Big Data...turning a liability into an asset.


White Papers

Read what the industry is saying about document handling and security in our white paper section.

DataCube Blog

Don’t Panic- Just Cleanse your data!

by host on 09 June 2016 08:00

Do you open your inbox and find yourself assaulted by an avalanche of scare mongering Big Data terms and technology?

Reading through worthy articles concerning ‘Big Data’, ‘360° information,’ ‘Total Touch Points,’ and ‘tsunami of data growth’ frightens a lot of people- not just the technologically illiterate or even the old and crusty companies that don’t want to change, but often the go ahead companies and staff who cannot see a way through yesterday’s problems into the daylight of tomorrow- short of mortgaging the whole company to a ‘top five consultancy.’

People know that if they were starting from here, they would surely know they could build a system which handled the ‘exploding level of customer touch points,’ one that could provide ‘relevance in real time,’ one that could handle the Data Gold Rush pand beat the ‘Not the data Challenge but the Analytic challenge.’
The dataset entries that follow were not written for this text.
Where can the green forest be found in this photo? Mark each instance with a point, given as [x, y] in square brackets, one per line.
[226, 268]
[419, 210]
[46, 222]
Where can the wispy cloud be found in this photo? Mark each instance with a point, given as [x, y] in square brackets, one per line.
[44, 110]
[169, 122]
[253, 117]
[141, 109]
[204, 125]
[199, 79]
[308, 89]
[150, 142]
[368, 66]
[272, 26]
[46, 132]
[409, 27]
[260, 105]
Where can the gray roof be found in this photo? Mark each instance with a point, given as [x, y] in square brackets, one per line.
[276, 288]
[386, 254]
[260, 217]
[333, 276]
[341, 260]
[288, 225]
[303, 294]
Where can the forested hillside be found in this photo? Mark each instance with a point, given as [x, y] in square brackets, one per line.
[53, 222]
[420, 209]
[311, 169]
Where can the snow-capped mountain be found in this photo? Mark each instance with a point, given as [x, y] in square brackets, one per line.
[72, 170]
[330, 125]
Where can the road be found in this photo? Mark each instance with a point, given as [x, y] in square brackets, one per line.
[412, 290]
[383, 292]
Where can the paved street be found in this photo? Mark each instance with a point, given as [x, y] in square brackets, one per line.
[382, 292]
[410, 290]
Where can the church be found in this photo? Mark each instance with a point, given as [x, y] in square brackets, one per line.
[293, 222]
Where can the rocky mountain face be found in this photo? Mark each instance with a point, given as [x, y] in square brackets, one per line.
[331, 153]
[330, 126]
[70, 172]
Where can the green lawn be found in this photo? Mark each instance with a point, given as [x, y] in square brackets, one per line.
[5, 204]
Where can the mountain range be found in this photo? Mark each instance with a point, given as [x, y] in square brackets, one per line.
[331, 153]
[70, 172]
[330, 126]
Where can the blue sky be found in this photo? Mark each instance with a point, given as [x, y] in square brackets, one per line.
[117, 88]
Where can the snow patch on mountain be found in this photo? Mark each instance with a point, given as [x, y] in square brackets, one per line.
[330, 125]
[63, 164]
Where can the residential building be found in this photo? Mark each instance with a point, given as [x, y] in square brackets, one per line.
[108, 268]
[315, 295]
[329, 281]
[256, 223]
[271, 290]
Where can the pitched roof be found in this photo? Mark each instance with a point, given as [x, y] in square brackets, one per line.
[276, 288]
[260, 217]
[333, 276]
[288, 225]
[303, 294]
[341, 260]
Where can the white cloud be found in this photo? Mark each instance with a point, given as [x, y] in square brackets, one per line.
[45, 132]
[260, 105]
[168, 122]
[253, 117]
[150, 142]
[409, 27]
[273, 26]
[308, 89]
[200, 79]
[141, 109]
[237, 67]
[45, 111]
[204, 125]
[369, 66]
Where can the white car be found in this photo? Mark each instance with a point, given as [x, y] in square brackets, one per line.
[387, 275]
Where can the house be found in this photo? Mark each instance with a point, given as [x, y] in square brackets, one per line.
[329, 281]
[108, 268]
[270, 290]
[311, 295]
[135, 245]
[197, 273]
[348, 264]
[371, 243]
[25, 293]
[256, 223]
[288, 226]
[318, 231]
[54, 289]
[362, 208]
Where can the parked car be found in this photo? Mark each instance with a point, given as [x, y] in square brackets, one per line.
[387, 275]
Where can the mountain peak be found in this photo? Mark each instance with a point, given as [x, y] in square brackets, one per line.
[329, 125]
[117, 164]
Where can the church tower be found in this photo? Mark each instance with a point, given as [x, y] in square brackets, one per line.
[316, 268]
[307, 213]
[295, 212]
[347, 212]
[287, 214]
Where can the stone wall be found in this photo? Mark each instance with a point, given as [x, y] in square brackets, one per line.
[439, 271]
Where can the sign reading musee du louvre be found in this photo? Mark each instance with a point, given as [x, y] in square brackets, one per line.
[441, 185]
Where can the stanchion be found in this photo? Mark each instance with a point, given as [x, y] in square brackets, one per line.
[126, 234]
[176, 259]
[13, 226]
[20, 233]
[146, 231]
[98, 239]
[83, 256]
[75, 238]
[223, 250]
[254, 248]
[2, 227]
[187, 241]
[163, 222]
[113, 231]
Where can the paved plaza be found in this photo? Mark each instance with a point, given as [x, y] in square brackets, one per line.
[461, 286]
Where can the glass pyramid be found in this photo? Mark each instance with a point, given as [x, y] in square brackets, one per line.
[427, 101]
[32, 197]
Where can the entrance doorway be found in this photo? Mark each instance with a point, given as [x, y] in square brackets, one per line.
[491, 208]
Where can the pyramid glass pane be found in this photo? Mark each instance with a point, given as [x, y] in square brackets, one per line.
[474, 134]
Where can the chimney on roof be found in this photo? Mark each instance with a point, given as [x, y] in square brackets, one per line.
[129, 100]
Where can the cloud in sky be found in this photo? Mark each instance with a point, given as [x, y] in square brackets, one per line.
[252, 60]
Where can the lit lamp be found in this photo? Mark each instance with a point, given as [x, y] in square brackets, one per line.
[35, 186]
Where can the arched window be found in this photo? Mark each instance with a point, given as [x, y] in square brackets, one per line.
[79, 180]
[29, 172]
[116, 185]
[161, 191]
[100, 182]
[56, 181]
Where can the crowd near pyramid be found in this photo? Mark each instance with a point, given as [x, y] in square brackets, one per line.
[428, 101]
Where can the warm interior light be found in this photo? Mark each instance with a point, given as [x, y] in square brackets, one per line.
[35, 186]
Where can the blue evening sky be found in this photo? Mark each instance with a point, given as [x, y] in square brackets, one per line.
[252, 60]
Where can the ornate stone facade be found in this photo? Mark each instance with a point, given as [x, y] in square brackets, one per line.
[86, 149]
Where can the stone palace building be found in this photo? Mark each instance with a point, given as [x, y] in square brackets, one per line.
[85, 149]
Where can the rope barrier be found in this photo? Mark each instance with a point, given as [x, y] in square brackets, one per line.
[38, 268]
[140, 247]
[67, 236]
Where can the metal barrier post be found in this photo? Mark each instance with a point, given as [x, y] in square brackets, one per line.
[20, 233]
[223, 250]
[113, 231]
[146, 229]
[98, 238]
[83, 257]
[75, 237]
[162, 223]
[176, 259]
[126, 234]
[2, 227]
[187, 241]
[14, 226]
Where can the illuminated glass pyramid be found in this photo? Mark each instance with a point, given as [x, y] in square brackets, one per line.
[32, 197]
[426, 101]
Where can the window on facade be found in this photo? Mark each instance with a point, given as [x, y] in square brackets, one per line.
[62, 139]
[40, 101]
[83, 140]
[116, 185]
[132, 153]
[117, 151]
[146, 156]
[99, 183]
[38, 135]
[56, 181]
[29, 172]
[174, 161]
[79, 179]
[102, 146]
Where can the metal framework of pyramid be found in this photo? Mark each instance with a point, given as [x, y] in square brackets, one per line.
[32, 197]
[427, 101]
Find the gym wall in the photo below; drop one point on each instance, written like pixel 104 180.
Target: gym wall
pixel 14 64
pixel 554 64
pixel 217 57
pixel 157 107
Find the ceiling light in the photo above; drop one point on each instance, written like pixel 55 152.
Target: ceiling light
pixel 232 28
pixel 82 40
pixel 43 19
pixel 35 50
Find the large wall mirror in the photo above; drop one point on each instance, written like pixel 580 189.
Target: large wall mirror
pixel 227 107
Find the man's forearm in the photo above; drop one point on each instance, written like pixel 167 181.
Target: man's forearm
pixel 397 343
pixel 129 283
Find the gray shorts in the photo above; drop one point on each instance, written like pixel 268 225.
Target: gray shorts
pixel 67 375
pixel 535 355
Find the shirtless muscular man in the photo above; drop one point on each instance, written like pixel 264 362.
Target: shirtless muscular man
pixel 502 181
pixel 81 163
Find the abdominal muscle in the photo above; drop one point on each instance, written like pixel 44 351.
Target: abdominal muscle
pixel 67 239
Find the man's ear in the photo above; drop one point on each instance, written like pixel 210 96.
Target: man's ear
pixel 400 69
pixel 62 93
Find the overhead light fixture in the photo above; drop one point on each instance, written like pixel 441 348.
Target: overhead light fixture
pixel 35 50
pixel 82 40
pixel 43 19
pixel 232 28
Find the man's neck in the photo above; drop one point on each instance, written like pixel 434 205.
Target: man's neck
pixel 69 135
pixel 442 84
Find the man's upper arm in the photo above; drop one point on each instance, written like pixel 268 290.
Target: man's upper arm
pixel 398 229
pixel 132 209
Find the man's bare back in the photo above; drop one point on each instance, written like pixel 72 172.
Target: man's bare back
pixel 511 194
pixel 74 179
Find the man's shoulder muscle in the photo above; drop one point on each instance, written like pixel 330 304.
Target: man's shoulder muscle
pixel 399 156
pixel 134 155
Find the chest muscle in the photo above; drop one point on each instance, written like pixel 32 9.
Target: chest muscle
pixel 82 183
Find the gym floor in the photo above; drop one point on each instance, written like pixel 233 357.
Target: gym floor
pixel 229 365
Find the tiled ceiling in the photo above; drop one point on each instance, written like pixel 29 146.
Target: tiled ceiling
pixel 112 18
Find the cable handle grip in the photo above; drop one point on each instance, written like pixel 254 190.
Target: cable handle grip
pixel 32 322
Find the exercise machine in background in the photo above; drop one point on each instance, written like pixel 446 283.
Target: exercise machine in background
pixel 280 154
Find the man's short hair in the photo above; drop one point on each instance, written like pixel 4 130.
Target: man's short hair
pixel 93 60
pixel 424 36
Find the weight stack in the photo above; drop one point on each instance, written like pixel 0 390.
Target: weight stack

But they are not. People are living in a real world where the data is made up of a mixture of old data which no one has got rid of, of organisational changes which have delivered data with different taxonomies and formats (often unstructured) a history of people locally avoiding cumbersome document management systems for ease of working and new data being created at a rate which almost defies imagination. (You can make up any statistic around data growth- it almost certainly won’t be wrong- IBM doubling every 18 months- HP 15 x growth by 2020.)
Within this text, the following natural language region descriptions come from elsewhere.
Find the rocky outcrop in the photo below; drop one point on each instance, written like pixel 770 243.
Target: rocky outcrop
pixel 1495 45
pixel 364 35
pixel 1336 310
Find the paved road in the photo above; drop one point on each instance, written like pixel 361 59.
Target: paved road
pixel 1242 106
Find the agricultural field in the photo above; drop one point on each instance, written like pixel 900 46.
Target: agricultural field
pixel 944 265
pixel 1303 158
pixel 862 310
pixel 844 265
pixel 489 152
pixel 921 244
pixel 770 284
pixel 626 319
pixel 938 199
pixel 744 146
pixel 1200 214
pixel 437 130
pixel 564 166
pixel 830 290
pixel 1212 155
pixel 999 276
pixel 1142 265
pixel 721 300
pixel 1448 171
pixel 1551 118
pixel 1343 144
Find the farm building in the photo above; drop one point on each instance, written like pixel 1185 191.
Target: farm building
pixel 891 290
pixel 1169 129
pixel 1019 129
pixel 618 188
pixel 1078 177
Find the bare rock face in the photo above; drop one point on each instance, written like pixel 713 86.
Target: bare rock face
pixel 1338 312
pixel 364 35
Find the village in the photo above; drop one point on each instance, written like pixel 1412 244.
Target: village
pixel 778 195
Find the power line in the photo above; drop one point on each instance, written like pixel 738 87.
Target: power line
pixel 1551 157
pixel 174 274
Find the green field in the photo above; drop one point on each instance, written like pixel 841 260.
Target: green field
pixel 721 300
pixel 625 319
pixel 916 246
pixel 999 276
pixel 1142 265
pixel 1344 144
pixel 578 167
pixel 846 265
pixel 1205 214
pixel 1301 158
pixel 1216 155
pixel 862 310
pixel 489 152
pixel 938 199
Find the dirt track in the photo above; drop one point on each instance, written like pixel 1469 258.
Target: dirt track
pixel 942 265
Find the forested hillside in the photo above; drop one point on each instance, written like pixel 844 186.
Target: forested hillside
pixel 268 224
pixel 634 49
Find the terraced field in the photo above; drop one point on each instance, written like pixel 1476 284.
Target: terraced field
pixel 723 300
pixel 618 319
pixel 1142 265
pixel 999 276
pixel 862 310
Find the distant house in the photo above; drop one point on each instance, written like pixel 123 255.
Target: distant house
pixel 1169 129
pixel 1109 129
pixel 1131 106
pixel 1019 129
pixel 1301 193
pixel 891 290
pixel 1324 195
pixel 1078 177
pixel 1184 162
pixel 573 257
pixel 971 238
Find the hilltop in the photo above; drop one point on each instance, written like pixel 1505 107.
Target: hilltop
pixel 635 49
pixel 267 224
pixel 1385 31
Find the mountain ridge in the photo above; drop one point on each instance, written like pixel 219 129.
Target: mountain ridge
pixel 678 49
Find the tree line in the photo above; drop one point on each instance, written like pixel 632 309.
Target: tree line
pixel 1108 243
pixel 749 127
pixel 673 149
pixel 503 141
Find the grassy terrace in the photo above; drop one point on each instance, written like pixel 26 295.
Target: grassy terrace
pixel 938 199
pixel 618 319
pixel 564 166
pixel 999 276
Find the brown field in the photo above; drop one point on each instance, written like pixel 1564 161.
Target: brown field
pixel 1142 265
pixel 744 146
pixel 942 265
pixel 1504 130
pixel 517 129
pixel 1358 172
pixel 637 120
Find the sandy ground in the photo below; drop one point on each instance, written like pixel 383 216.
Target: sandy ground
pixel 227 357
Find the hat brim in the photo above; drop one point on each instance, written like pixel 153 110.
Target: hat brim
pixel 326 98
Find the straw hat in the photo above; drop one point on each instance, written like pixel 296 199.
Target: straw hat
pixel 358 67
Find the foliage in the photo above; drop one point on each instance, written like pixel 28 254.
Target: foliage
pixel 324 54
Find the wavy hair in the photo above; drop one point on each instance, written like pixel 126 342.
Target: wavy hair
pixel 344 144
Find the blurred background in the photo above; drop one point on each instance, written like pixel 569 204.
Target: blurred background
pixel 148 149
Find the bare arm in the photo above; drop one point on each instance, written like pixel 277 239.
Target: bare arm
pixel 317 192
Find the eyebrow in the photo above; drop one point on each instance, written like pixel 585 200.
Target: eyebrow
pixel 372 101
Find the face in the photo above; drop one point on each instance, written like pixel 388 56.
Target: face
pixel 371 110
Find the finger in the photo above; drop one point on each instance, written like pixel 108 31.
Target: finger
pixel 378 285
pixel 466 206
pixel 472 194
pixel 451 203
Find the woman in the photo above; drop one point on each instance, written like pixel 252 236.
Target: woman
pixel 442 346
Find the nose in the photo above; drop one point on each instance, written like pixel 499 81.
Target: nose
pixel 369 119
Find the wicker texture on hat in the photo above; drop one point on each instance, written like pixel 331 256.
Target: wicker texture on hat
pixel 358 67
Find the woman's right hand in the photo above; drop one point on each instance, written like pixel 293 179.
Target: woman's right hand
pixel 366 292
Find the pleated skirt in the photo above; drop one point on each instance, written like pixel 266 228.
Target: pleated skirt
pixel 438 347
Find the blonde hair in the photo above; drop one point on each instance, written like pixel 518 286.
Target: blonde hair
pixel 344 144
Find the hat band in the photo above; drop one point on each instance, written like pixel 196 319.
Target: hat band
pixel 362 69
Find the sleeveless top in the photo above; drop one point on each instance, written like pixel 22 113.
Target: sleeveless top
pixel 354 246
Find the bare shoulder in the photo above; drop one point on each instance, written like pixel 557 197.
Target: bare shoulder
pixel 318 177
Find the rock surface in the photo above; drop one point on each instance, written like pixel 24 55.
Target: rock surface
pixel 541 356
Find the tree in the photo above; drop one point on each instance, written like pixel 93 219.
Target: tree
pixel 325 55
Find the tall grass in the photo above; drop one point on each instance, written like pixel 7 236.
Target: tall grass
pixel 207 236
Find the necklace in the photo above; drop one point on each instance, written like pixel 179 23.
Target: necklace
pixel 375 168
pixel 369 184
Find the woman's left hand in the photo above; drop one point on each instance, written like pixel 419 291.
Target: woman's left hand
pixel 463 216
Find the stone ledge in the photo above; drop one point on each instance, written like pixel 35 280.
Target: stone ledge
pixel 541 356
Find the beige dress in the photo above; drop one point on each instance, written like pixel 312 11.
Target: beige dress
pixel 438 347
So what we actually have is a real life problem – Data which has been lost from sight; probably not accessed recently, probably originated by someone who has left the organisations, probably mixed in with ‘private’ data- videos, songs, illegal software and without doubt the content and the potential security impact of that data unknown.
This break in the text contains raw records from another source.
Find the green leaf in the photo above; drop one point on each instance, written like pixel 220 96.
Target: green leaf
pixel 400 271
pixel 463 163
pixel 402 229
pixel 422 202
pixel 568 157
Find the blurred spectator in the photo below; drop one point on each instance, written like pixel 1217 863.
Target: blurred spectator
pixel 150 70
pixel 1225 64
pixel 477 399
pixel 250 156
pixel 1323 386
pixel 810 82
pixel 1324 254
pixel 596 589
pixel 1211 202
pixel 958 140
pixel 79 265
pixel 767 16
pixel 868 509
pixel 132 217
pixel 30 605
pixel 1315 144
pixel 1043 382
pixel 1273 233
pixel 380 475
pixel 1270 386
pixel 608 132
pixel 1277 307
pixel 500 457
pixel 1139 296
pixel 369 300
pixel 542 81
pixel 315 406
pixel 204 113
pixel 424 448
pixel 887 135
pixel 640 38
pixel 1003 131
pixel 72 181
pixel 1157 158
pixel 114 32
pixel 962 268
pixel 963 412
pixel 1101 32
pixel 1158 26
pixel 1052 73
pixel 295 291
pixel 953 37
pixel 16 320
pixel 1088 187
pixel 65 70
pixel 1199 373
Schemas and retention dates are loosely adhered to. The old data is certainly not under any control, and the new data is probably only controlled in a few departments, who have strict access and delivery rules rather than securing the data itself- legal, finance, HR, Care departments for example.

Companies have become proficient at locking the data down inside the walls of their organisations, and even within the departmental silos but that in itself is only solving the single confidentiality issue- it doesn’t solve the wider use of the data, it certainly doesn’t solve the access issue if questions are asked- Corporate enquiries, Freedom of Information queries, and it doesn’t solve the increased use of storage and the increased need to respond to the legal and regulatory positions.

So what to do?

First of all don’t panic- there are many things that can be done which will completely alter the management and availability of the data. To start- let’s look at cleansing the data where it stands today- find out everywhere there is data on your network, what it is (file type), clean the Redundant, Obsolete and Trivial (ROT)data out. Using auto categorisation look at the content of each document-Find out why a confidential document is stored in the maintenance servers, look at the duplicates, look at the data which hasn’t been accessed for 36 months, look at the retention dates which allows deletion of documents- look at the schemas, build relevant categories stipulating document protection levels and document retention dates- appropriate to the subject matter.

How do we do this?

We need to understand (and be able to sort by) the content of the data- not just the Meta data, not just the titles, dates and authors but the actual concepts which the document is holding in its content.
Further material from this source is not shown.